Washington Post reports on how the National Highway Traffic Safety Administration is now investigating four Tesla crashes where "Full Self Driving" was engaged. All crashes occurred when there were visibility issues. These suggest that Tesla only using computer vision instead of LiDAR is insufficient for autonomous driving. And this is of course extremely pertinent given that Tesla's stock price is now based on robotaxis, which are in turn based on technology which Tesla does not have and is not pursuing.
NBC Bay Area published an important three-part series on how Uber and Lyft have been discriminating against people who use service animals.
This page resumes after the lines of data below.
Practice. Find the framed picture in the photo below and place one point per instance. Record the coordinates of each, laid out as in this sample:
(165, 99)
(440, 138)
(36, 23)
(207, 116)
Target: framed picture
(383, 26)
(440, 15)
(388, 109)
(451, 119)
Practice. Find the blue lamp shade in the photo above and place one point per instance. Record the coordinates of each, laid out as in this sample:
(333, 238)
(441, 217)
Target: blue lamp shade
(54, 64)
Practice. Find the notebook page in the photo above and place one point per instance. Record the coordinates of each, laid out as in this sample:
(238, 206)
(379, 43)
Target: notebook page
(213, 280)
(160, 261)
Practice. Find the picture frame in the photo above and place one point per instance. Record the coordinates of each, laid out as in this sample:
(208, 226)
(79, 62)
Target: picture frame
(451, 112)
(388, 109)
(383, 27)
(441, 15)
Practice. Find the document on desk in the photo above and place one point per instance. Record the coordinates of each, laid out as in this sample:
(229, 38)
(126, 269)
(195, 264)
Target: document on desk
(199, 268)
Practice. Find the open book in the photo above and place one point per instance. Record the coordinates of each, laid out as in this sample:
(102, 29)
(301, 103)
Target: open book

This is a rare situation where Waymo actually is doing the right thing.
Bloomberg reports that current US law limits number of vehicles without driver controls to 2,500/year. This means that even if Tesla somehow came up with a real "cybercab", they would be limited to producing just a very small number of them, making it economically unviable.
Streetsblog reports on a new paper from researchers at Duke, Stanford, U-C Berkeley and the University of Chicago. The paper describes why electric vehicles are only slightly better than ones with internal combustion engines, and that therefore EV subsidies should be rethought. This is very relevant to robotaxis since the companies falsely claim that they are beneficial to society because they are EVs.
Business Insider reports on how the Tesla robotaxi is still no where close to being viable. They do not have the necessary technology, are not even developing it, will not be able to deal with the many regulations, and will have great deal of trouble catching up with other companies.
Gizmodo reports on how the "robots" at the Tesla robotaxi reveal event were no robots at all, but instead just teleoperated (manually controlled). No AI. No cool tech. Just another lie by Elon Musk.